The Iranians' counteroffer drew criticism in Europe and Israel.

"It's the same old tricks," Swedish Foreign Minister Carl Bildt, whose country holds told the European Union's rotating presidency, told the AP. "A back-and-forth for further talks."

Israeli Lawmaker Tzahi Hanegbi, chairman of parliament's foreign affairs and defense committee, speaking to Army Radio on Friday, said reports of Iran's resistance to the deal means, "We're back where we started."

Israeli Prime Minister Benjamin Netanyahu, speaking ahead of a meeting on Friday with White House envoy George Mitchell, said the U.N. nuclear agency's uranium proposal was "a positive step" toward keeping Iran from acquiring nuclear weapons.

The United States and its allies believe Iran is seeking nuclear arms. Tehran says its uranium activities are aimed only at producing atomic energy.

The EU leaders said progress on the nuclear issue "would pave the way for enhanced relations between the EU and Iran ... in the political, economic, security and technical fields."
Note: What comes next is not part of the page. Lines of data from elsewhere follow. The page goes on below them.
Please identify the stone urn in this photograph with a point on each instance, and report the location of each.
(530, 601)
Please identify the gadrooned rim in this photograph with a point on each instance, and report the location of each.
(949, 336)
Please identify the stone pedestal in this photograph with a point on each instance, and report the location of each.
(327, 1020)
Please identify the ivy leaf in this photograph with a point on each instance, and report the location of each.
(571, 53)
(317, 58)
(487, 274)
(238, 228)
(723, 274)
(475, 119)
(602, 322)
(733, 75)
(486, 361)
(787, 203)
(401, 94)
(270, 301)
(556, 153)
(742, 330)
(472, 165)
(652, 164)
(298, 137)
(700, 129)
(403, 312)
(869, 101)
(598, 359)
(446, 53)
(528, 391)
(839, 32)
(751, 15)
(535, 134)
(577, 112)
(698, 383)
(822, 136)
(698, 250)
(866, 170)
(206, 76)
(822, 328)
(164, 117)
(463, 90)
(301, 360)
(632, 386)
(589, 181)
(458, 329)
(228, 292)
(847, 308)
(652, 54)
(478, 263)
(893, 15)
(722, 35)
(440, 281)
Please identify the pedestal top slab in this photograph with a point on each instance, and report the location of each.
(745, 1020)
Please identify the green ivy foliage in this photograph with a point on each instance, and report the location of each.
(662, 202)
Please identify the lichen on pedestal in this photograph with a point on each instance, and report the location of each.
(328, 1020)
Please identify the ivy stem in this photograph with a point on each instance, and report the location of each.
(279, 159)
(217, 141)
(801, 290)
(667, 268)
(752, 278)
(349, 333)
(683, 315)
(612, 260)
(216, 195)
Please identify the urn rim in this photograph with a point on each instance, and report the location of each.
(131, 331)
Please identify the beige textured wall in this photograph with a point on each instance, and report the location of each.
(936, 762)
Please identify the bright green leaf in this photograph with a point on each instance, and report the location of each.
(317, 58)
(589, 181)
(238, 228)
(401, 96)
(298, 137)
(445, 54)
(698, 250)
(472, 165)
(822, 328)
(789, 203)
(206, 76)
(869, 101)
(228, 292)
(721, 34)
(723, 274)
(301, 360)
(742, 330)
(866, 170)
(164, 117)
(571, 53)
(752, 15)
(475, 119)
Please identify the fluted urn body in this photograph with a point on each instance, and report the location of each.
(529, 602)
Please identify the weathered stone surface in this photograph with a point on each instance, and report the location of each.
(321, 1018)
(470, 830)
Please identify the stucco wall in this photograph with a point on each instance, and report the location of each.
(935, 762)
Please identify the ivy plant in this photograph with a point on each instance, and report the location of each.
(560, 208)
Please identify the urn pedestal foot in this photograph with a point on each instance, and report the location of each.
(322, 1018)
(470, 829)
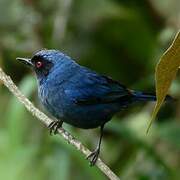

EU leaders also said they deplored continued violations of human rights in Iran, and urged the authorities to release EU citizens and employees of European missions there.

British Foreign Secretary David Miliband said at the summit Thursday that he was "deeply concerned" about news of the Iranian sentencing of a British Embassy employee, Hossein Rassam.

"I've received very strong support from all my European Union colleagues, who see in this not just an attack on one diplomatic mission but on all the diplomatic missions in Tehran," he said.

A French researcher and French Embassy employee were both charged in a mass trial of those accused of fomenting unrest in postelection protests in Iran in June. Both are freed on bail, though neither can leave Iran pending a verdict.